Ils sont revenus. Nul ne peut les ignorer. Les couvercles de cuisine.
À chaque sujet abordé, le patron du salon de coiffure prenait une pose maniérée : « Les politiciens, c’est comme les pigeons. » De derrière, il a scruté l’expression du fautif dans le miroir et, voyant que la phrase n’avait pas manqué son effet, il répond au regard interrogateur et muet : « Quand ils sont en dessous de toi, ils te mangent dans la main, quand ils sont au-dessus, ils te chient dessus. »
Visiblement, l’homme s’y connaissait en pigeons. Devant l’Alþing, le parlement islandais, on entendait battre couvercles, spatules et tout ce qu’une personne emporte habituellement dans ses poches si son chemin la mène au parlement. Cela battait et frappait contre toutes les surfaces aptes à faire pénétrer la voix du peuple à travers des fenêtres fermées. En effet, pourquoi se fatiguerait-on à rester debout en plein air des heures durant, exposé au vent et à la pluie, si ce n’est pour faire passer un message à travers des fenêtres fermées, et le rendre si perceptible qu’il empêche toute conversation normale, sauf à se crier dessus ?
L’idée qu’il fallait tirer les leçons du passé et que le parlement, accessible à tous sans la moindre protection jusqu’en 2008, devait être protégé contre le peuple, s’avéra d’une très grande stupidité. Cette année-là, le peuple avait pris d’assaut le parlement, une sorte de « défenestration de Prague » sans défenestration, et Halldór Guðmundsson rapporta dans son livre Nous sommes tous des Islandais que les parlementaires ne devaient la vie sauve qu’à l’absence d’arbre disponible pour les lyncher, le dernier arbre ayant été brûlé.
Pour qui connaît mieux les Islandais, il est clair qu’une chose pareille ne serait jamais arrivée, même si le parlement avait été entouré d’une forêt entière. Aucun des individus en colère n’y aurait même songé. Les Islandais apprécient l’humour lorsqu’il répond au critère « islandais smart ». L’acte d’incendier le seul arbre présent devant le parlement, le sapin gigantesque, l’arbre de Noël offert chaque année par la Norvège aux Islandais et qui parvient à la capitale en bateau, toujours à temps pour l’Avent, doit donc être considéré comme « islandais smart ». Cette année-là, ce sapin majestueux était donc parti en flammes. Les Islandais n’aiment pas enrober les réalités.
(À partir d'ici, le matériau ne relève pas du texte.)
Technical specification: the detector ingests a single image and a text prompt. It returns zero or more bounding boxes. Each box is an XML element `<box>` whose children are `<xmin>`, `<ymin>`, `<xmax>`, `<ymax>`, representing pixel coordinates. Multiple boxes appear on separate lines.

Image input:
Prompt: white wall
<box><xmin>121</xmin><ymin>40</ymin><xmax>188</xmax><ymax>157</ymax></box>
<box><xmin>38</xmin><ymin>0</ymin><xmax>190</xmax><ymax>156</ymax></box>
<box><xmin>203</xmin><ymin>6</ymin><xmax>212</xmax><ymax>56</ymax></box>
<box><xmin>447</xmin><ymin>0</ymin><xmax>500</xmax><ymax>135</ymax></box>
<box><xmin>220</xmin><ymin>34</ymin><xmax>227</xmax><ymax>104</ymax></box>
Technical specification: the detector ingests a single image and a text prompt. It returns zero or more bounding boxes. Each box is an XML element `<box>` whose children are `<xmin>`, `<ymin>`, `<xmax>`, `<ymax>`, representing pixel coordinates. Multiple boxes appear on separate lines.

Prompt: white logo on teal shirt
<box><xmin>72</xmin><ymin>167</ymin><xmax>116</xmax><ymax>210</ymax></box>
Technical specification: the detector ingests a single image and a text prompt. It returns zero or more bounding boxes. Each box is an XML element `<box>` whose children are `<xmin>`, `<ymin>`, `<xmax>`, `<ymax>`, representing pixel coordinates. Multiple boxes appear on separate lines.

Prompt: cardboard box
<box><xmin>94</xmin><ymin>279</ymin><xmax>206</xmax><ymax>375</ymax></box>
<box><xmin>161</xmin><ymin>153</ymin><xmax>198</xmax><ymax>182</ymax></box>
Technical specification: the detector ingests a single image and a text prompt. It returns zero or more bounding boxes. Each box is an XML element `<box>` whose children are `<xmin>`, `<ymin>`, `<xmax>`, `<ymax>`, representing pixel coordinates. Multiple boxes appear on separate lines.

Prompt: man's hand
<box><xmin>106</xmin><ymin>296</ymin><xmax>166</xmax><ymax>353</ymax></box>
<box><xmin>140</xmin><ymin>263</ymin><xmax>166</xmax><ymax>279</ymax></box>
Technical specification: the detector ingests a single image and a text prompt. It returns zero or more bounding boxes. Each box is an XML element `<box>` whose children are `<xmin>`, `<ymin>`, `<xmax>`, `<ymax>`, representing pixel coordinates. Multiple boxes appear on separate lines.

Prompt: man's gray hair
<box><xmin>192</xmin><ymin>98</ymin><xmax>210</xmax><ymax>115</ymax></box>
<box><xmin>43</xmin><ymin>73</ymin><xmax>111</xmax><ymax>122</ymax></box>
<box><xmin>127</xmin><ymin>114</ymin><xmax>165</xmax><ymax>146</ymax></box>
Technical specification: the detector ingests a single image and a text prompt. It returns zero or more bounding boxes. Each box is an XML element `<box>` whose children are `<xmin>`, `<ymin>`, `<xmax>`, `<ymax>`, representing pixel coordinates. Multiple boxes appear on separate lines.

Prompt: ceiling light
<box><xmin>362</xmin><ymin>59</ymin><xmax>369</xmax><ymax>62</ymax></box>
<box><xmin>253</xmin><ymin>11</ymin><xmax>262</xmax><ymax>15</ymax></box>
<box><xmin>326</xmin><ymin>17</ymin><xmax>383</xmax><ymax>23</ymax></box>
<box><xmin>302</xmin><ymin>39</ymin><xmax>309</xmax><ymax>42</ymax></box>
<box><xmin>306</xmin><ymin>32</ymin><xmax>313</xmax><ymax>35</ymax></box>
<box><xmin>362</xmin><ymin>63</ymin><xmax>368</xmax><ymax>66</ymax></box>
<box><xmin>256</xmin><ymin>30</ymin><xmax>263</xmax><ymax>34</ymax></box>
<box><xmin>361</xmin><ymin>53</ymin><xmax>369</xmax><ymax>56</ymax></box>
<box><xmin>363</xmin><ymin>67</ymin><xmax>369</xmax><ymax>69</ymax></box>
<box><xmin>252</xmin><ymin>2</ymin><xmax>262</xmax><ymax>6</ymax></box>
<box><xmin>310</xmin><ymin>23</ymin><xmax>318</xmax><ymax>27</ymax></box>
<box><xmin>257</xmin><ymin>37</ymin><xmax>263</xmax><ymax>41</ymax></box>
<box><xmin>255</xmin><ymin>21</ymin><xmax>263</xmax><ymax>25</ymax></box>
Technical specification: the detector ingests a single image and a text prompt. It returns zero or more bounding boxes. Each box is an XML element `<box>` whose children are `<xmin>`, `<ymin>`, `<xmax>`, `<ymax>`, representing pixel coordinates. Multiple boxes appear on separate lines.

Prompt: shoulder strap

Adieu paix, joie, petits gâteaux. Pour finir, c’était une question de pure survie.
Ces événements avaient manifestement laissé une trace profonde chez ces messieurs et dames du parlement, et le bâtiment était désormais ceint d’un « périmètre de sécurité » à la mode continentale. Une sorte de « rideau de fer » entre le peuple et ses représentants, plus d’un millénaire après la première colonisation de l’île.
Non que le peuple soit devenu plus violent au fil des siècles. Aucunement. Tout au contraire même. Mais il est plus facile d’installer un périmètre de sécurité que de se casser la tête à essayer de comprendre comment on a pu en arriver à devoir protéger les représentants du peuple contre ce qu’il représentent, mais qu’ils ne sont pas, et qui en conséquence, par crainte ou du moins par ignorance, ne se distinguent de Louis XVI que par le caractère provisoire et non héréditaire de leur mandat.
Le « périmètre de sécurité » s’avéra une idée stupide car il fut délimité par des parois métalliques. Une invitation appréciée par tous ceux qui devaient rester devant la porte. Et c’est ainsi que pendant des heures, plus d’une centaine de bottes frappèrent contre les cloisons, pas en désordre, mais en rythme, ce qui généra des impulsions sonores qu’on entendait jusqu’à l’église de Hallgrimur. Le rythme battait entre les rangées de maisons comme si des tambours invisibles appelaient les guerriers de la prairie ; le parlement assiégé comme un cercle de chariots, et aucun John Wayne en vue pour libérer la bande des gentils des griffes des sauvages.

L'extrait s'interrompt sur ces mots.